200 Technology Drive, Suite F, Irvine, CA 92618
Saturday, June 21 at 2:00 PM – 5:00 PM
Ends Jul 23, 2025
Unveil Gallery is pleased to present Beyond the Image, an exhibition showcasing works by Shelby Drabman, Lou Yezi, and Célia Rocha, three contemporary artists whose practices challenge and expand the visual language of memory, identity, and cultural reflection. On view from June 21 to July 23, the exhibition features a compelling selection of works on paper, textile-based pieces, and paintings, each offering a distinct approach to image-making in the 21st century.

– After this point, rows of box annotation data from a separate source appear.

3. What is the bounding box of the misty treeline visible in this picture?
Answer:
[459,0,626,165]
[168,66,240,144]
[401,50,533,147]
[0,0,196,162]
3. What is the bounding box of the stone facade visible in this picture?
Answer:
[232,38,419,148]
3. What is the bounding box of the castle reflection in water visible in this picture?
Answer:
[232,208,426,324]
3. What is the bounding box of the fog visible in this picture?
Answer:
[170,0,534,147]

In an era of digital saturation and visual spectacle, Beyond the Image proposes the image not as a fixed representation, but as an active site of negotiation: between surface and depth, presence and absence, personal story and collective memory. The artists use intimate, often handmade materials and techniques to interrogate how images communicate emotional, social, and political meaning. By moving fluidly between mediums and methods, the works blur boundaries between realism and abstraction, art and artifact, memory and critique.
Célia Rocha, drawing on activism and personal history, presents Birth Stories, a series based on real accounts from midwives shared on social media. Through pencil drawings and handwritten narratives, Rocha captures the intimacy and universality of birth as a cultural and bodily experience, positioning the image as a vessel for social storytelling.
Lou Yezi reimagines the portrait through an emotionally charged figurative painting practice. Moving away from strict realism, her work embraces distortion, ambiguity, and subjectivity to reflect on cultural suppression, identity, and the estrangement of modern visual life. Lou’s paintings question the evolving role of figurative art in an age dominated by photography, digital images, and AI-generated visuals, proposing instead a fragile space of emotional resonance and resistance.
Shelby Drabman works across textiles and video installation to explore the performative nature of materials and narrative. Inspired by gothic literature and horror cinema, her textiles incorporate imagery drawn from vintage toile, iron gates, and architectural details. Drabman’s work transforms fabric into a stage for haunting introspection, where literary fragments become physical, immersive, and uncanny.
Together, the artists push against the limitations of representation to activate the image as a living, affective space, one that invites viewers to look again, and deeper.